Steve was one of my close friends in high school. Active in church, Steve and his older brother Andy and our youth group friends spent most weekends together in and out of each other’s homes, enjoying each other’s parents – more an extended family than simply friends. Andy was quiet, thoughtful, a bit like me. Steve was the life of the party, a gifted actor with a comic bent. Most days he was boisterous, overflowing with joy and enthusiasm for life. We all cared for each other, watched out for each other, and loved each other.
In the fall of 1968, my brother Dick and I left for college. Steve followed his brother Andy into the Marines. At Christmas we compared notes. Clearly, Paris Island was not Bates or Gettysburg College! That spring as I prepared for a summer job between my freshman and sophomore years, Steve shipped out for Vietnam where Andy was already half-way through his tour. As often happens we gradually lost touch with each other. Steve’s parents moved to Maine; there was little reason for Steve to come to Connecticut on leave.
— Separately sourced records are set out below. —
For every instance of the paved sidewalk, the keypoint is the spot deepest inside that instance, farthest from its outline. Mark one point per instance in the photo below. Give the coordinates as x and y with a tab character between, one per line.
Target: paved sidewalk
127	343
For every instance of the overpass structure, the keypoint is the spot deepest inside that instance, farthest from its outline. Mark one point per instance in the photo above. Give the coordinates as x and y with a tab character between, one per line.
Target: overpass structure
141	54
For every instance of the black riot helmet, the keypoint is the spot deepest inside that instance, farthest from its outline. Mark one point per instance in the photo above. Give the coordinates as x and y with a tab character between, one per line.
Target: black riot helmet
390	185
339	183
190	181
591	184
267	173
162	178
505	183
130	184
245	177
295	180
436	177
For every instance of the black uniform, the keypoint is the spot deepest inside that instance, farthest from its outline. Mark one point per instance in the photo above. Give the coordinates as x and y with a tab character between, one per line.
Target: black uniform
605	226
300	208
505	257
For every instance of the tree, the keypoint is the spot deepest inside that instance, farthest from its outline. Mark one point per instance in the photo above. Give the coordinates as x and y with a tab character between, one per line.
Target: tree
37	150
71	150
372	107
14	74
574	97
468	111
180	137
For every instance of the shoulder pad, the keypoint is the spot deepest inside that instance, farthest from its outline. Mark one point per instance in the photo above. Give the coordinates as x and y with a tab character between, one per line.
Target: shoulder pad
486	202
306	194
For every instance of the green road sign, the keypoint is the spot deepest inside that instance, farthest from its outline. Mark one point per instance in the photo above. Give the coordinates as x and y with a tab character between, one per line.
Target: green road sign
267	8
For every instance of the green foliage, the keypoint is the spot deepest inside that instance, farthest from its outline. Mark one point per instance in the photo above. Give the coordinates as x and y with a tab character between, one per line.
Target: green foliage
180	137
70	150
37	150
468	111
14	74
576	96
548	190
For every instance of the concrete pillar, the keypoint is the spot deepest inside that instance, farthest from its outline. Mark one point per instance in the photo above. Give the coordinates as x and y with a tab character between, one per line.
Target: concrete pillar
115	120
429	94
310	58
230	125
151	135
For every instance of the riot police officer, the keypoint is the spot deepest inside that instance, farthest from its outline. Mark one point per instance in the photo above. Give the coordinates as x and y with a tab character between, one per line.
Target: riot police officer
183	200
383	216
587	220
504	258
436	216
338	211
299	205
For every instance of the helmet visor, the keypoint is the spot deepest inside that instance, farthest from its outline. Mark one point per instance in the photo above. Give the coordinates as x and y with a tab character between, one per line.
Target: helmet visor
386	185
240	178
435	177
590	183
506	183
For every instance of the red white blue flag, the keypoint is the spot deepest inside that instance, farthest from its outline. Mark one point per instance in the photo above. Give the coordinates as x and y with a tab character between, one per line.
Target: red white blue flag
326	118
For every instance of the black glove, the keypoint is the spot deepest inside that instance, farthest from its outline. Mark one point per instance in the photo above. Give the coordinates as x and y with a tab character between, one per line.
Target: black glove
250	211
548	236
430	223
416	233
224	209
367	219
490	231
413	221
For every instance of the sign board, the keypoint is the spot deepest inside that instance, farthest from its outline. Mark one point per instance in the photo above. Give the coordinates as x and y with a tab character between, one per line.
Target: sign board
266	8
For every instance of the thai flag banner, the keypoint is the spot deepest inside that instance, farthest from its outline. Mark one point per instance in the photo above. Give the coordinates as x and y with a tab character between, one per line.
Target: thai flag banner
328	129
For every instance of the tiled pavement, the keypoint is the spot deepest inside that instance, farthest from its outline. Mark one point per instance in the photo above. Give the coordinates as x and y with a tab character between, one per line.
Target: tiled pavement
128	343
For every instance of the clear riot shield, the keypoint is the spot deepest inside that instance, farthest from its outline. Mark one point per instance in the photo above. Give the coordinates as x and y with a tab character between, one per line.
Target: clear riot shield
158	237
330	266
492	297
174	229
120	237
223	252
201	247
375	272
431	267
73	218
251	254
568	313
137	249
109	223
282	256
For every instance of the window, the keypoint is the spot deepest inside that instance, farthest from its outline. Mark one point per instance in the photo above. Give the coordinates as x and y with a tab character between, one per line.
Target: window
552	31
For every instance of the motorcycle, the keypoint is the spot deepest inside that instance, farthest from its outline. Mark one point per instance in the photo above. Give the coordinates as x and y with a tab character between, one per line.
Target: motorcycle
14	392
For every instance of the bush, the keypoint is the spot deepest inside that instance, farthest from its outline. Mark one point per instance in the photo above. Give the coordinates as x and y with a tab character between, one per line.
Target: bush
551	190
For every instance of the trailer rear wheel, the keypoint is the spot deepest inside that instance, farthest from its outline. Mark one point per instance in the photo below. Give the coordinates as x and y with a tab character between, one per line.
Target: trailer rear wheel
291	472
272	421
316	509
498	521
But the real reason may have been the near impossible challenge of bridging the yawning gap between a fraternity house in Pennsylvania and a base camp in Vietnam.
In some ways about all we had in common, beyond happy high school memories, was Vietnam. My college years were marked by peace rallies, anti-war demonstrations, angry confrontation among classmates for and against US policy, candle light vigils at Gettysburg’s historic peace memorial, teach-ins, trips to Washington to demonstrate at the White House. I’m ashamed to say I don’t recall thinking a lot about Steve in those days. God only knows what he endured, saw, experienced as a front line Marine in battle. In a way we were both following a call to duty. I, like many college students, was full of righteous anger. Cock sure of ourselves, we were determined to disrupt any kind of normalcy if we thought it could bring the war to an end. Steve was quietly patriotic in his own way, but I suspect finding in Vietnam more of a call to care for vulnerable comrades than any enthusiasm for the great crusade to keep this particular geopolitical Cold War domino from falling.
I went on to seminary, ordination, a rewarding career, marriage, children. Steve came home, got married, tried acting with limited success, bounced from job to job and place to place. I saw a little bit of Andy in the early seventies. He joined Vietnam Veterans Against the War after he left the Marines and had a brief moment of fame when he was one of the group that took over the Statue of Liberty to protest the war. Some years later we visited Andy in Maine when he was living in a cabin in the woods, alone with his huskies, far from the chaos of Southeast Asia. But I never saw Steve again, only hearing occasional bits and pieces from his parents while they were still living, and a few reports from a couple of mutual friends.
Two years ago while speaking at the Maine Conference Annual Meeting I had a chance to spend an afternoon with Andy. He was his same gentle self, content in his marriage, enjoying living quietly in rural Maine. If he had needed to come to terms with his experiences in Vietnam it seemed that he had done so a long time ago. We talked about Steve who I knew had died a year or two before my visit. His marriage had not been happy, and that had distanced him from his parents and his brother. His health had been poor. And there had been drinking. A lot of drinking. Maybe it’s too easy to blame it all on Vietnam’s version of post traumatic stress syndrome. But perhaps not really wrong either. I still remember our high school years together, but through a cloud of sadness.
This month marks the 35th anniversary of the end of the war. We will see the old, eerie pictures of the fall of Saigon in the waning days of April, 1975, the frantic efforts to get on the helicopters at the American embassy, the North Vietnamese tanks rolling through the city streets that had dominated our national news for years. Several years ago in Washington I spoke at a rally protesting the war in Iraq on the identical spot I had watched another generation lead a protest in 1971. I stood a few feet from Jane Fonda and Ramsey Clark, remembering them also being there all those years ago. All of us were older. But wiser? We don’t seem to learn our lessons well.
In this anniversary month there will no doubt be many comparisons between Vietnam and Afghanistan. There is much that is different, but much that is eerily, perhaps even frighteningly similar. Will we learn? I wonder. But along with those questions some of us will simply be remembering our youth, and the events that shaped us, and the choices we made, or that were made for us, and the impact of those choices on the rest of our lives. Steve receded and disappeared from my life over many years, and his leaving prompts a grief more poignant than sharp. But I am left wondering what might have been. And why it wasn’t.